Ramelow verteidigte seine Entscheidung in der Nacht zu Samstag im Kurznachrichtendienst Twitter: Die Anrufung des Vermittlungsausschusses (VA) von Bundestag und Bundesrat hätte nur zu Detailänderungen an der Pkw-Maut führen können, diese aber nicht völlig verhindert, argumentierte er. „Der VA ist nicht die Lösung des Problems. Der EuGH entscheidet es, dafür haben wir den Weg frei gemacht.“
Der Europäische Gerichtshof (EuGH) entscheidet erst, wenn gegen die Pkw-Maut geklagt wird. Österreich hat nach der Bundesratsentscheidung am Freitag angekündigt, „zeitnah“ rechtliche Schritte einzuleiten.
Was die Pkw-Maut konkret für Autofahrer vorsieht
Inländer sollen für das knapp 13 000 Kilometer lange Autobahnnetz und das 39 000 Kilometer lange Netz der Bundesstraßen Maut zahlen. Pkw-Fahrer aus dem Ausland nur auf den Autobahnen.
Alle inländischen Autobesitzer müssen eine Jahresmaut zahlen, die vom Konto abgebucht wird. Sie richtet sich nach Größe und Umweltfreundlichkeit des Motors. Im Schnitt kostet sie 67 Euro, maximal 130 Euro. Benziner sind günstiger als Diesel.
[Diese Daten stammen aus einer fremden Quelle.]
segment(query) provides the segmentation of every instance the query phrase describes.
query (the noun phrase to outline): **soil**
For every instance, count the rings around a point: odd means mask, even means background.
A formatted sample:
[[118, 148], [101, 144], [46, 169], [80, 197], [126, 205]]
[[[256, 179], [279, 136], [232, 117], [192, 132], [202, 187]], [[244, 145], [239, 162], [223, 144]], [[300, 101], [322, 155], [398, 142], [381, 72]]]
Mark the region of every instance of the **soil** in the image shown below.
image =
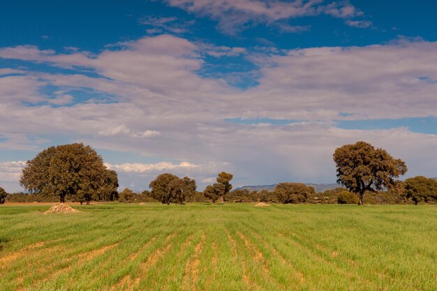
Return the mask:
[[264, 202], [258, 202], [257, 204], [255, 204], [255, 207], [265, 207], [266, 206], [270, 206], [270, 205]]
Für Ausländer gibt es neben der genauso berechneten Jahresmaut auch zwei mögliche Kurzzeittarife: Eine Zehn-Tages-Maut für 2,50, 4, 8, 14, 20 oder 25 Euro sowie eine Zwei-Monats-Maut für 7, 11, 18, 30, 40 oder 50 Euro (ebenfalls je nach Größe und Umweltfreundlichkeit).
Mautpflichtig sind auch Wohnmobile. Motorräder, Elektroautos, Wagen von Behinderten und Krankenwagen sind mautfrei.
Statt an Klebe-Vignetten sollen alle Mautzahler über das Nummernschild ihres Autos zu erkennen sein. Kontrolliert werden soll dies in Stichproben durch einen elektronischen Kennzeichen-Abgleich. Daten sollen nur hierfür erfasst und schnell wieder gelöscht werden.
Wer keine Maut zahlt und erwischt wird, muss eine Geldbuße zahlen. Genaue Summen sind noch nicht festgelegt. Geldbußen sollen auch im Ausland eingetrieben werden.
Inländer, die nachweisen können, dass sie in einem Jahr nicht auf Autobahnen und Bundesstraßen gefahren sind, können die Maut zurückfordern. Nachweis könnte ein Fahrtenbuch sein.
Der „Ostthüringer Zeitung“ (Samstag) sagte Ramelow, Dobrindt habe zugesagt, dass die Mitte-Deutschland-Verbindung zwischen Weimar und Gößnitz zweigleisig ausgebaut und elektrifiziert werde. Noch in dieser Legislaturperiode wolle Dobrindt die Voraussetzungen für einen Planungsstart durch eine Finanzierungsvereinbarung mit der Deutschen Bahn schaffen. „Wir brauchen durchlaufende Fernverkehrszüge für Ostthüringen“, sagte Ramelow. Dafür sei die Elektrifizierung die Voraussetzung. Bislang war das Bauprojekt nicht im vordringlichen Bedarf des Bundesverkehrswegeplanes enthalten.